Other trends in construction include locating facilities close to dense urban areas for easier access to entertainment and activities and devoting more space to wellness programs and rehabilitation and exercise areas.

Nationally, Mace said, some concerns have begun to surface about overbuilding in certain markets like Texas, which has some of the lowest barriers to entry of any state when it comes to building and running senior living facilities.

Mace said overall construction costs have been on the rise mostly due to higher labor costs because subcontractors in growing markets are busy working on other residential and commercial projects. The change in facility designs to accommodate new amenities doesn’t have nearly the effect on the budget as labor costs.

Highest demand 10 years off

Despite the concerns about overbuilding, higher construction costs and the fact that the real bulge in demand won’t appear for another 10 years, construction is happening and financing for new senior living developments is relatively easy to get.

KALFA’s White said it costs between $75,000 and $80,000 per unit to build senior developments. “Lots of bankers out there specialize in senior housing, and provide financing or refinancing,” White said.

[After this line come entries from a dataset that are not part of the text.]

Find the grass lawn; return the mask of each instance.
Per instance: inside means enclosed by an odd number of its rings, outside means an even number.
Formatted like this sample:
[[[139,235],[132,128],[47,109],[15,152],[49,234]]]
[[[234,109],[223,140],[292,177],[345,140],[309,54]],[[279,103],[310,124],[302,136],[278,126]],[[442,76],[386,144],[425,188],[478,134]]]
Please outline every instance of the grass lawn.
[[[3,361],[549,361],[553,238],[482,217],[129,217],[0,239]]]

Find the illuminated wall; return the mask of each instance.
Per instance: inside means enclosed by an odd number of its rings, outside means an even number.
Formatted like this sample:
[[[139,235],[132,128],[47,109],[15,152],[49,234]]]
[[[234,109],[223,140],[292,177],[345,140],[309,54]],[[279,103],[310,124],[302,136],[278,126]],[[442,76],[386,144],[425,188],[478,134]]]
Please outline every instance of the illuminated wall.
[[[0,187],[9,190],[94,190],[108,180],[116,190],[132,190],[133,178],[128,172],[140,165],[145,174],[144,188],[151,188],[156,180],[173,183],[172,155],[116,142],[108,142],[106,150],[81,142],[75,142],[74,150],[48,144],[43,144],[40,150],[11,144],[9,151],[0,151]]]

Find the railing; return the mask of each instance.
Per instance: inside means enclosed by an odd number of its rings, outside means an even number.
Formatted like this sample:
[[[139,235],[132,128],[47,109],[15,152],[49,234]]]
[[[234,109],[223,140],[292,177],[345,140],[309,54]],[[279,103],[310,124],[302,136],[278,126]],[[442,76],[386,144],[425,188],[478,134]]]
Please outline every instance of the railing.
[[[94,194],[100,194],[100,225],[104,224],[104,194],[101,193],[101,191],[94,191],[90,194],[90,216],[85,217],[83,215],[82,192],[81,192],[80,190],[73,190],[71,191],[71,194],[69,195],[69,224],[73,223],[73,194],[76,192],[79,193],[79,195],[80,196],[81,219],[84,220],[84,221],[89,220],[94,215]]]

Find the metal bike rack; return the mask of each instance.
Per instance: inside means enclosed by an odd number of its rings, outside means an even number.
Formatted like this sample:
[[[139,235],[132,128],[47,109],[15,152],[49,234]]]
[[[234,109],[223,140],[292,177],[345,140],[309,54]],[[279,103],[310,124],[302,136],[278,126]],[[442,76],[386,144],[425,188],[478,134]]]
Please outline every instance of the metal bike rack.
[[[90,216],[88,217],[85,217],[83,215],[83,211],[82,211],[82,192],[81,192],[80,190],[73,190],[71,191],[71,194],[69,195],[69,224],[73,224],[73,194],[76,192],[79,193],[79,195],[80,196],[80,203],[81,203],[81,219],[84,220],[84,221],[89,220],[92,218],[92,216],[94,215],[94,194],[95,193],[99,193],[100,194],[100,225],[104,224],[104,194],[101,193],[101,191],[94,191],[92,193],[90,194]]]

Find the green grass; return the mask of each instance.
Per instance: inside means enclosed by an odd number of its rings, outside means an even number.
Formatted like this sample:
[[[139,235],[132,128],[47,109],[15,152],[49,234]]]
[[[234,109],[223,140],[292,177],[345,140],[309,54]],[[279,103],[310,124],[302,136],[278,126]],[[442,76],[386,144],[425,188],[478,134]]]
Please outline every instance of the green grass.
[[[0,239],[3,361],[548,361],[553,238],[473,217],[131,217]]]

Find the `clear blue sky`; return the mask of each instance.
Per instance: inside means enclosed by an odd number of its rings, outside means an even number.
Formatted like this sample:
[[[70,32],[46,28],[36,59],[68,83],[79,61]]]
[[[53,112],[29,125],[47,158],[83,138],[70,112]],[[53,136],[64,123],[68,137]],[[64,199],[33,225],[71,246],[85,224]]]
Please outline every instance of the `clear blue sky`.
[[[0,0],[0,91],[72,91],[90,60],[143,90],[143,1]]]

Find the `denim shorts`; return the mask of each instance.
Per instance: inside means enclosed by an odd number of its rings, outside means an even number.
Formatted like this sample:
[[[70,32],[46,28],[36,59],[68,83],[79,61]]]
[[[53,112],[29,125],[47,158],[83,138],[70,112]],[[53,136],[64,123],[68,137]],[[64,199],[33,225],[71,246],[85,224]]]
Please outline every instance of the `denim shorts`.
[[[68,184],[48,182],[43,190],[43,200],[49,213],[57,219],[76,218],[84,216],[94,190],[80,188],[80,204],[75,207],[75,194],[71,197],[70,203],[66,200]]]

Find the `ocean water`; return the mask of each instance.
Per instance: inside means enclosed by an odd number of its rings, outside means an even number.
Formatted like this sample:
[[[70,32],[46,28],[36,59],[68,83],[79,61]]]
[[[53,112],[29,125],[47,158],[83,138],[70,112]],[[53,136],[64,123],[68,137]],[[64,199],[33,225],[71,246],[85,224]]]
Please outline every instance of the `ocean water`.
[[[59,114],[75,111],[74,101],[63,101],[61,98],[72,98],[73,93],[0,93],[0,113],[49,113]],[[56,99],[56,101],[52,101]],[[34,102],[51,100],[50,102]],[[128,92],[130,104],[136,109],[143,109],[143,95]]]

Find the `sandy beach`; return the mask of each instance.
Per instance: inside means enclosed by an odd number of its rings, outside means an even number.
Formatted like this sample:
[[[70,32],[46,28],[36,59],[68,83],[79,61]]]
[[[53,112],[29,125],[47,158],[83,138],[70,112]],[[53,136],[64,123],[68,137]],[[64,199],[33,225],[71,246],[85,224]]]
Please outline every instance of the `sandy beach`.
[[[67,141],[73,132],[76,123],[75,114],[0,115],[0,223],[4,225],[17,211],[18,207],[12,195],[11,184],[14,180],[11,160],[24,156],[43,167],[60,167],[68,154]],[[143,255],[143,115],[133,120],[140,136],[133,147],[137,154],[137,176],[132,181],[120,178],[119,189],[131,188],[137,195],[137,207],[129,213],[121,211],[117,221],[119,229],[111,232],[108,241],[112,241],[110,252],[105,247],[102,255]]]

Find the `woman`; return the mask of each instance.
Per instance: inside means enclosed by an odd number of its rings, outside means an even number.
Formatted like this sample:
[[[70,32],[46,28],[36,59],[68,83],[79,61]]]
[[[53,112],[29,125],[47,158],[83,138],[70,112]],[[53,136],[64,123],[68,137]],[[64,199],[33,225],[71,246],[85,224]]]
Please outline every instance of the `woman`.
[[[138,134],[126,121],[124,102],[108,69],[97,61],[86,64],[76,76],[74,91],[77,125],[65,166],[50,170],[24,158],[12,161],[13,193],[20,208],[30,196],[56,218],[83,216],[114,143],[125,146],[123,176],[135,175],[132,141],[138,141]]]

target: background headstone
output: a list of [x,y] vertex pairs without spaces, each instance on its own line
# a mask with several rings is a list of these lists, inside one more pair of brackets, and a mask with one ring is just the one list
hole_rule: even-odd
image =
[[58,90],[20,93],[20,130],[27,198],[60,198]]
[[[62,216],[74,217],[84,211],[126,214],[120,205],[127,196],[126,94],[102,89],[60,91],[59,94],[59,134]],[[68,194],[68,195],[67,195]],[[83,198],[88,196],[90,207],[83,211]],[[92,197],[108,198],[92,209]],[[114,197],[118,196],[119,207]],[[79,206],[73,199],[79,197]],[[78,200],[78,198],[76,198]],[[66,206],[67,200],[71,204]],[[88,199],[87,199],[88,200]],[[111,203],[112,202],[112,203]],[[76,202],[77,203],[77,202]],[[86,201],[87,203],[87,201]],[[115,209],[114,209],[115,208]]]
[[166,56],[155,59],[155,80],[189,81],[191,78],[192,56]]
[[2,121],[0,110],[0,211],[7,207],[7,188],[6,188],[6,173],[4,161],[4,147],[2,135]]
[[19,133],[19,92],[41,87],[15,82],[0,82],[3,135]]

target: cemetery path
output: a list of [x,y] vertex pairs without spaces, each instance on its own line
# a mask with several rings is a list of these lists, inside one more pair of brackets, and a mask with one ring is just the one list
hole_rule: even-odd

It takes 12 to 18 months following the completion of a project to achieve 95 percent occupancy, he said, and his best guess is that Kentucky’s vacancy rate is around 8 percent. Think about it this way: Right now, according to the Kentucky State Data Center, there are roughly 147,500 Kentuckians over the age of 80. If Bellande is right and roughly 6 percent of them could make up the market for senior living facilities, that’s nearly 8,900 people. With roughly 4,500 units, Kentucky has about half the number of units it needs to satisfy potential demand today. Even adding another nine facilities – or about 3,600 units – won’t eat in to demand too much.

Price and the ability to sell one’s home are two key factors that can keep people out of senior communities. When it comes to finding a facility, price equals amenities. At the lower end of the price range, White said, $2,500 a month buys a room and minimal amenities. At the $6,000-a-month end of the scale, a senior patio home or apartment comes with evening happy hours in the bar, a theater, a concierge – basically all the new trendy things.

“It never ceases to amaze me what people will pay,” White said.

Another trend Mace said she has seen is some developers building facilities with, say, a bathroom shared between two independent rooms as a way to reduce costs. With many more people in different income brackets about to need senior facilities, developers, it seems, are trying to build something for everyone.